Nancy Castaldo is an author to know if you want to bring more nature into your secondary classroom. Castaldo has authored a number of nonfiction picture books perfect for readers of all ages. Her 2016 title THE STORY OF SEEDS: From Mendel’s Garden to Your Plate, and How There’s More of Less To Eat Around The World is perfect for upper MG/YA readers. The science and politics of agriculture might not sound scintillating, but Castaldo’s book will make readers stop and ponder the fragile nature of our plant-based food supply.
Nancy Castaldo’s books are great for interdisciplinary projects and can serve as mentor texts for nonfiction writing. That’s why I am so excited about her newest book, BACK FROM THE BRINK. Today, Nancy is at The Nerdy Book Club blog to reveal the cover of her newest book.
Click here to read Nancy’s post.
Science communication is one of my passions and as an English teacher at a STEM school it’s an important skill my students need to learn. I’m always looking for ways to have my students practice communicating about complex science topics in a fun way (you can see a sample here). These projects can’t be done until I share mentor texts with my students, though. We don’t always have the time or budget to add whole-class nonfiction books to our curriculum so articles and magazines are my go-to source for science communication mentor texts. I’m always adding links and PDFs to my bookmarks!

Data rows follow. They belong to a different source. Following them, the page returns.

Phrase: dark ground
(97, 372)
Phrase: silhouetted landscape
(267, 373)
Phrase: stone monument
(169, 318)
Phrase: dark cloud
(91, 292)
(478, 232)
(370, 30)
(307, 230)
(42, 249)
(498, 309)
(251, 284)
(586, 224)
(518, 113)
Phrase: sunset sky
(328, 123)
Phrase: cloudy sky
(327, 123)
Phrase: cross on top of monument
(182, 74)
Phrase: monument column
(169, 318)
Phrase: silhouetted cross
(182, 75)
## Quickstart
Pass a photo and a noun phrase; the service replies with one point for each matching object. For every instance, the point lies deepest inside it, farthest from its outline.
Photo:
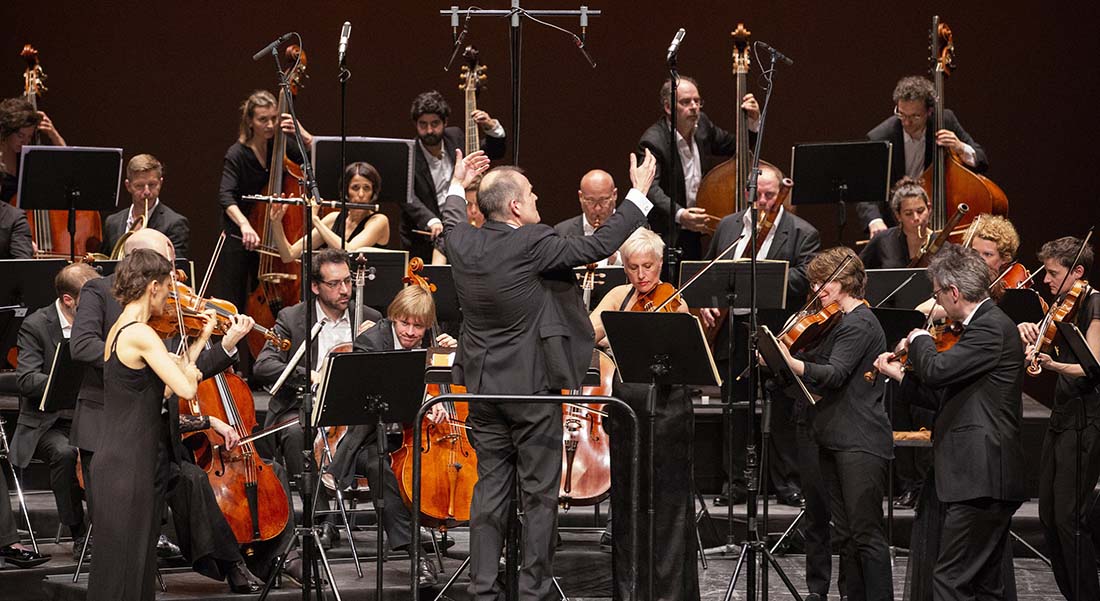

A few weeks ago, author Jess Keating posted an exciting new mentor text on Facebook.
How awesome is this? I immediately subscribed and started thinking about how my students could create their own e-zines to communicate science. My biology colleague and I do an interdisciplinary magazine project at the beginning of each year and I can’t wait to share The Curious Creative with students as a mentor text. What I love about this text is that it’s concise, engaging, and eye-catching. So much of communication these days is done online so it’s vital that our students learn to communicate well in this medium. I also struggle to help my students write concisely so this newsletter looks like a great way to model the power of concise writing.
Be sure to subscribe by emailing firstname.lastname@example.org and writing SUBSCRIBE in the subject line. You won’t be disappointed!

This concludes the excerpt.